For my visualization portion I opted to use a vertical bar chart. By making the chart vertical it improved the ability of labeling each kicker observation along the y axis, of which there are 44. The x axis is the kicking percentage and at the top of the chart is where the highest percentage kickers lie. The observations seen at the top of this graph align well with top viewed kickers during this timeframe, including names like Wil Lutz leading the way, followed by the likes of Justine Tucker and Sebastrion Janikowski.
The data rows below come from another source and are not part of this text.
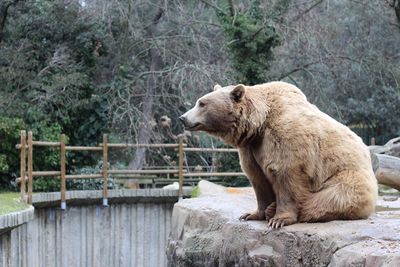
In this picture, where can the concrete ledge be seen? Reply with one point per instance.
(88, 197)
(14, 219)
(206, 232)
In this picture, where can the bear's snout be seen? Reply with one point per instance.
(183, 120)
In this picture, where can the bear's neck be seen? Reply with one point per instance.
(249, 127)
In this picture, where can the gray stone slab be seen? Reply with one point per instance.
(206, 232)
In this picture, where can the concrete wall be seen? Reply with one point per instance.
(123, 234)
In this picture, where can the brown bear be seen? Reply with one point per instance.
(304, 166)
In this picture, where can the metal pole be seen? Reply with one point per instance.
(62, 167)
(23, 165)
(105, 170)
(30, 167)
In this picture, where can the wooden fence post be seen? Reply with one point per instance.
(180, 170)
(105, 170)
(62, 167)
(30, 166)
(373, 142)
(23, 165)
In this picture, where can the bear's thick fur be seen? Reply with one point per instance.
(304, 165)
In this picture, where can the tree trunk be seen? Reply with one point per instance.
(387, 170)
(144, 133)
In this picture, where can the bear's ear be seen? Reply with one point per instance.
(217, 87)
(238, 92)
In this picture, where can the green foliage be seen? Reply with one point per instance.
(10, 129)
(91, 184)
(9, 202)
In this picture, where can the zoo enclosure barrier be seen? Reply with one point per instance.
(27, 173)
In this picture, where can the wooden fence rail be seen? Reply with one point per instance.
(27, 143)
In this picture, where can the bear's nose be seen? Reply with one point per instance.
(182, 119)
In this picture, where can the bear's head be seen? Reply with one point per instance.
(230, 113)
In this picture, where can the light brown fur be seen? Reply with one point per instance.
(304, 165)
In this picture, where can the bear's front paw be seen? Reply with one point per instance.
(257, 215)
(278, 221)
(270, 211)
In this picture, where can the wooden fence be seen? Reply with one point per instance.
(27, 172)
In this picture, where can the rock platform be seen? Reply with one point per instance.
(206, 231)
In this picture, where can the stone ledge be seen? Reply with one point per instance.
(14, 219)
(206, 232)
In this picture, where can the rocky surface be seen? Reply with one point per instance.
(206, 232)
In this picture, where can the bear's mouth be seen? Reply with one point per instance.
(194, 127)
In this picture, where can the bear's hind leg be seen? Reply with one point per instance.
(345, 196)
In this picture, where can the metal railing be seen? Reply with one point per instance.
(27, 172)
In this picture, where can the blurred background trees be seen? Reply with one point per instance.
(129, 68)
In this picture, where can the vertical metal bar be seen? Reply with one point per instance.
(105, 170)
(180, 170)
(62, 167)
(23, 165)
(30, 166)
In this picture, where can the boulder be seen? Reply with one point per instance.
(206, 231)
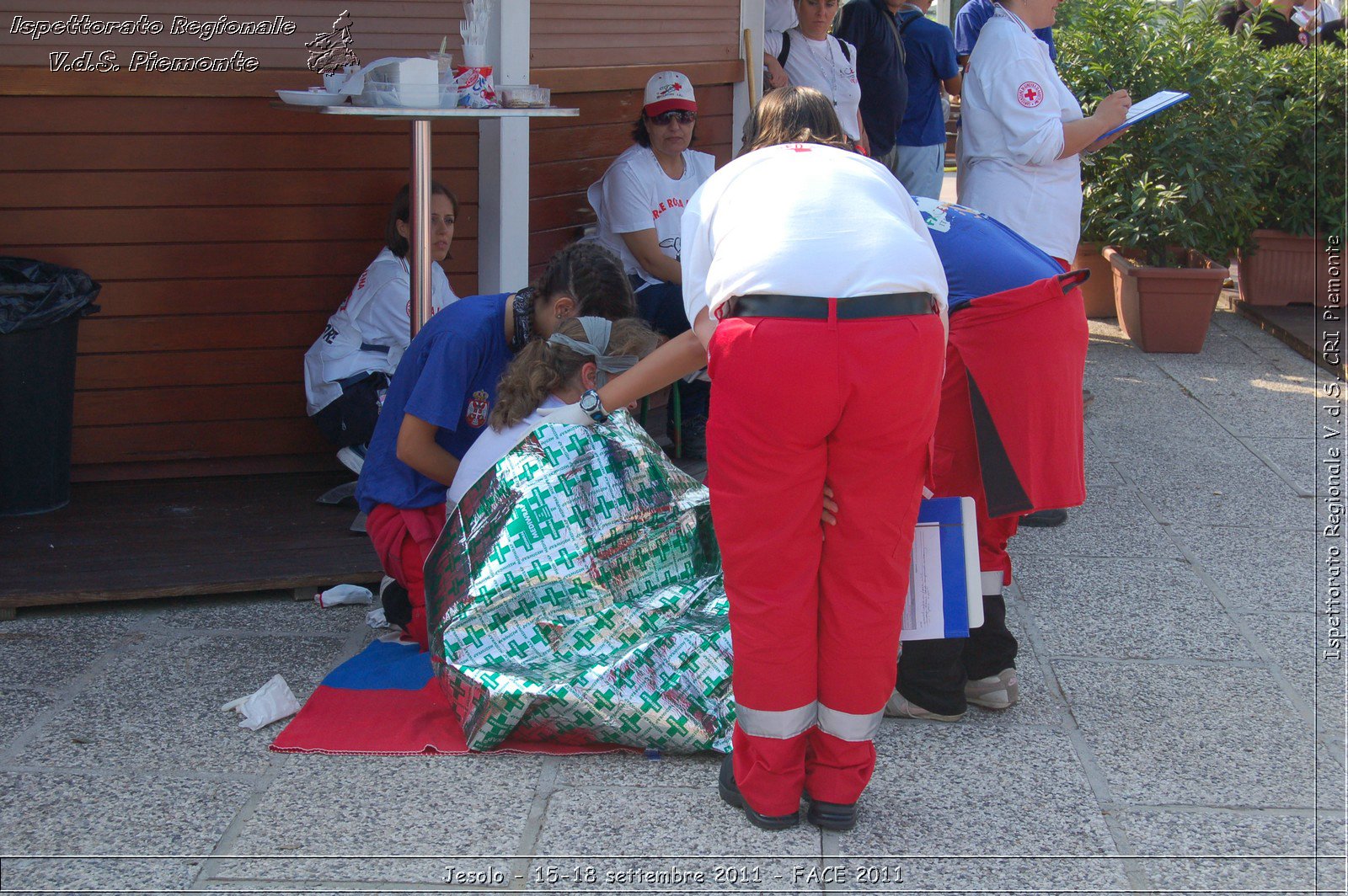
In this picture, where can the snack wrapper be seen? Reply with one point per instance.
(576, 597)
(475, 87)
Along with this we can see that the volume of kicks, represented by the shading on the chart, is diverse moving up and down the chart.
setwd("C:/Users/17169/OneDrive - Loyola University Maryland/IS470SportsAnalytics")
#here is my code
library(data.table)
library(dplyr)
library(ggplot2)
my_df1 <- fread("Data/NFLBDB2022/NFL2022/plays.csv")
my_df2 <- fread("Data/NFLBDB2022/NFL2022/players.csv")
my_df3 <- fread("Data/NFLBDB2022/NFL2022/games.csv")
my_df4 <- fread("Data/NFLBDB2022/NFL2022/PFFScoutingData.csv")
df <- left_join(my_df1, my_df2, by = c("kickerId" = "nflId"))
df <- left_join(df, my_df3, by = c("gameId"))
df <- left_join(df, my_df4, by = c("gameId", "playId"))
rm(my_df1)
rm(my_df2)
rm(my_df3)
rm(my_df4)
df_new <- df %>%
filter(( quarter == 4 | quarter == 5), (specialTeamsResult == "Kick Attempt Good" | specialTeamsResult == "Kick Attempt No Good")) %>%
select(gameId, playId, quarter, gameClock, specialTeamsPlayType, specialTeamsResult, yardlineNumber, gameClock, kickLength, Position, displayName, kickerId ) %>%
data.frame()
df_new2 <- df_new %>%
group_by(displayName)%>%
summarise(total_kicks = n(),
successful_kicks = sum(specialTeamsResult == "Kick Attempt Good"),
kicking_percentage = (successful_kicks / total_kicks) * 100,
total_yrds = (sum(yardlineNumber) + 18),
avg_length = (total_yrds/total_kicks),
.groups = "keep")%>%
filter(total_kicks>=10)%>%
data.frame()
# vertical bar chart
ggplot(data = df_new2, aes(x = reorder(displayName, kicking_percentage), y = kicking_percentage, fill = total_kicks)) +
geom_bar(stat = "identity") +
coord_flip() +
geom_text(aes(label = scales::percent(kicking_percentage * 0.01, accuracy = 1L)), hjust = -0.2) +
labs(x = "Kickers", y = "Kicking Percentage",
title = "Best 4th Quater & Overtime Kickers",
fill = "Total Kicks") +
theme(axis.text.x = element_text(color = "black", size = 10),
axis.text.y = element_text(color = "black", size = 10),
axis.title = element_text(hjust = .5, size = 18, face = "bold"),
plot.title = element_text(hjust = .5, size = 18, face = "bold")) +
scale_fill_continuous(limits = c(0,65), low = "red", high = "blue")
In this project we look to see how successful kickers are in the 4th quarter and on. This is the point of the game where pressure situations arise. Being a kicker at the NFL level, converting on kicks at clutch points of the game is crucial for a team’s chance at victory. Kickers like Justin Tucker, Nick Folk, and Chris Boswell show up at the top of the list, illustrating that the list does a good job just of showing who the top clutch kickers are when it comes to making kicks late. A way one could improve this data is by looking to filter by close game situations (possibly 1 score games) to further filter for high pressure information, however this may cause difficulty with sample sizes. Overall after filtering for volume, the chart does a good job of showing how successful kickers were over these three seasons.